Deep Learning in Cloud
A cost-focused comparison of cloud GPU options for deep learning across AWS, Paperspace, Colab, and Google Cloud preemptible machines.
- Free baseline
- Colab T4
- Best value
- T4 $0.35/hr
- High-end
- V100 $0.80/hr
- Tradeoff
- Preemptible
Cheap but High Quality
Google Colab is a free platform that provides GPUs for training. It is excellent for experiments, but not ideal for larger models such as BigGANs or large language models. The annoying part is always moving checkpoints to Google Drive and restoring them when the runtime disappears.
I had a GTX 1060 laptop, which was fine for prototyping models and training scripts. Once the scripts were ready, though, the laptop was not enough for bigger runs. That pushed me to compare cloud GPU options.
Amazon Web Services (AWS)
AWS was the obvious first place to look because it had the trust, maturity, and breadth of services. The problem was pricing. For the kind of training I wanted to do, GPU cost mattered more than the surrounding cloud ecosystem.
A p2.xlarge was about $0.90/hour, but K80 GPUs were weak for modern deep learning. A p3.2xlarge with V100 was around $3.00/hour, or roughly $1.20/hour as a spot instance.
Paperspace
My search continued because some models needed less compute than a V100, and even $1.20/hour was still expensive for hobby use.
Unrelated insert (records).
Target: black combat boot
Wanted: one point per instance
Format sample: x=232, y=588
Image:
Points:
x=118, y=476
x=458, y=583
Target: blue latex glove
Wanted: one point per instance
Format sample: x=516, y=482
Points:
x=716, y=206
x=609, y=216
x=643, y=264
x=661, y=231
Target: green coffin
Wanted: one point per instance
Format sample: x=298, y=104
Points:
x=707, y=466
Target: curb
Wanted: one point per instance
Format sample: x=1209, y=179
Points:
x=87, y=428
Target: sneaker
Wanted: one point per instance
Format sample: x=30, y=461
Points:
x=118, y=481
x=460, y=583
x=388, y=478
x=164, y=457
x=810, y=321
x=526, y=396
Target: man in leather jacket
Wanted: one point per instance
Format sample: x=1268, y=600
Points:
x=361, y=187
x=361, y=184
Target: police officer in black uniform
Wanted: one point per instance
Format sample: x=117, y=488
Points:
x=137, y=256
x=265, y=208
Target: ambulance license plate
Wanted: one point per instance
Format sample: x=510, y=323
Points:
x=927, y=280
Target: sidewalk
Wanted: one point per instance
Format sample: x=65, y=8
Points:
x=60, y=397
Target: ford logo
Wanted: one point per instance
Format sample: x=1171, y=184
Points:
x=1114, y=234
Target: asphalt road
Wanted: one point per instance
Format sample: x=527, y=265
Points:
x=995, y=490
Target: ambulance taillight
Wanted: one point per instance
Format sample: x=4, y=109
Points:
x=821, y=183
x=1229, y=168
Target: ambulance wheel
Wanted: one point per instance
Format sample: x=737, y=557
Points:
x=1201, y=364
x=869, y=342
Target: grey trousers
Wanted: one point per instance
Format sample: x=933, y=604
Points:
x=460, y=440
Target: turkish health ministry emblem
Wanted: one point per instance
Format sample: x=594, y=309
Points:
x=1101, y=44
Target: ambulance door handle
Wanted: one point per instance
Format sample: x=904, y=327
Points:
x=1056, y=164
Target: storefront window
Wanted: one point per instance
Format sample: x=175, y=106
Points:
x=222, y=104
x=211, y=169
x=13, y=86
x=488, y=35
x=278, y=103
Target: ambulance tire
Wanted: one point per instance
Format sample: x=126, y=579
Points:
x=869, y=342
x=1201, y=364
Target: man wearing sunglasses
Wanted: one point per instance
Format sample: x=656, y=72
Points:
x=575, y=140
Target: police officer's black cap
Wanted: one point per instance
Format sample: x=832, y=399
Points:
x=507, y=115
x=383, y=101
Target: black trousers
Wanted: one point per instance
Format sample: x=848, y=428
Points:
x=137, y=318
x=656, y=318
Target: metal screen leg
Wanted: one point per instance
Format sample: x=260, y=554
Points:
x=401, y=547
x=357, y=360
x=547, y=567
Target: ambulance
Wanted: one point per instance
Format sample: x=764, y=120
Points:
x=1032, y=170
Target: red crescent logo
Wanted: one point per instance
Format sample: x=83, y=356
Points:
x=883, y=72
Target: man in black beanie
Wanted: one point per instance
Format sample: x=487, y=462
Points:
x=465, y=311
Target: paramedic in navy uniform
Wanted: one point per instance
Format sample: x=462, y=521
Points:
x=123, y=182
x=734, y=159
Paperspace had lower-end GPUs at better prices: P4000 near desktop GTX 1070 performance for about $0.51/hour, P5000 around $0.78/hour, P6000 around $1.10/hour, and V100 around $2.30/hour.
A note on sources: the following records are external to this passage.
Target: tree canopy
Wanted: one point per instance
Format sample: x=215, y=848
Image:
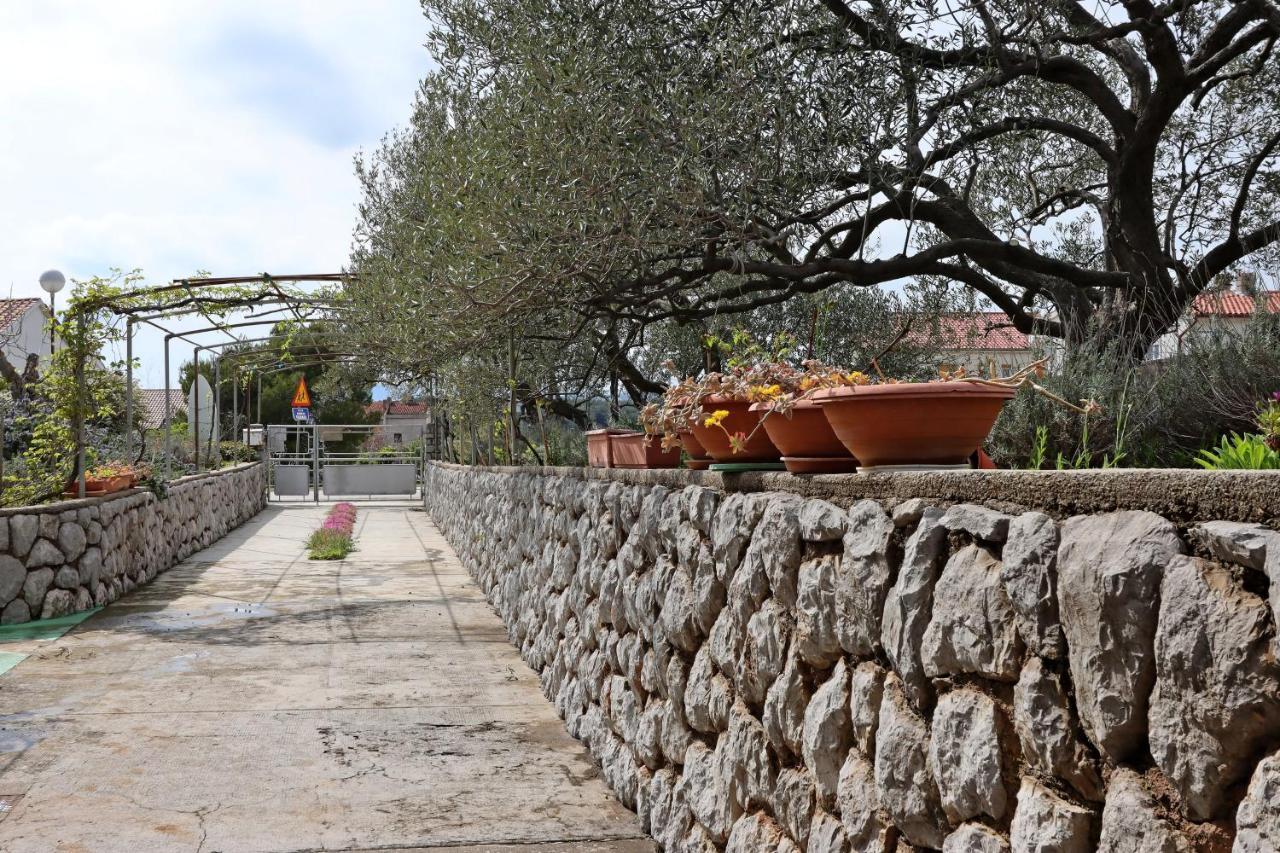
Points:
x=590, y=169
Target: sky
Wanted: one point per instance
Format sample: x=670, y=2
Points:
x=178, y=136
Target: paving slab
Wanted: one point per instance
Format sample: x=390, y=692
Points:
x=252, y=701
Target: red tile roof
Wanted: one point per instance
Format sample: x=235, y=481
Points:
x=1232, y=304
x=392, y=407
x=10, y=310
x=152, y=405
x=979, y=331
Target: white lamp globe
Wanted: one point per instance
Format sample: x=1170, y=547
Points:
x=53, y=281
I used Paperspace for a while, but the upfront storage cost was a drag because I only needed a few hours of training in a typical month. That kept the search going.
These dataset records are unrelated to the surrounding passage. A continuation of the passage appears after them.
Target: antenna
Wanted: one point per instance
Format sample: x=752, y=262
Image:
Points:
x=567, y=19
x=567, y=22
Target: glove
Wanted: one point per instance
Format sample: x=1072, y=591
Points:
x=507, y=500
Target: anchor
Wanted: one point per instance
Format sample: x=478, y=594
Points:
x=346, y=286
Google Cloud Platform (GCP)
Google Cloud was compelling because the preemptible prices were low enough for hobby deep learning work. A T4 at around $0.35/hour and a V100 at around $0.80/hour changed the economics.
The other useful difference from Colab was persistence. Preemptible machines can still shut down, but the machine data stays intact. As long as you save checkpoints regularly, interruption is annoying rather than destructive.
| Platform | GPU / machine | Approx. price at the time | My note |
|---|---|---|---|
| AWS | p2.xlarge / K80 | $0.90/hour | Cheap, but weak for deep learning. |
| AWS | p3.2xlarge / V100 | $3.00/hour | Powerful, but expensive. |
| AWS Spot | p3.2xlarge / V100 | $1.20/hour | Better, but still high for hobby use. |
| Paperspace | P4000 | $0.51/hour | Close to desktop GTX 1070 performance. |
| Paperspace | P5000 / P6000 | $0.78-$1.10/hour | Good mid-range options without spot pricing. |
| Google Cloud | T4 preemptible | $0.35/hour | The most attractive value for my workload. |
| Google Cloud | V100 preemptible | $0.80/hour | High-end compute at a much lower price. |
Key Takeaway
Google Cloud offered the best cost/performance story for this workload at the time, especially with preemptible instances. Colab remained the easiest free baseline, but preemptible GCP machines made longer or heavier experiments more practical.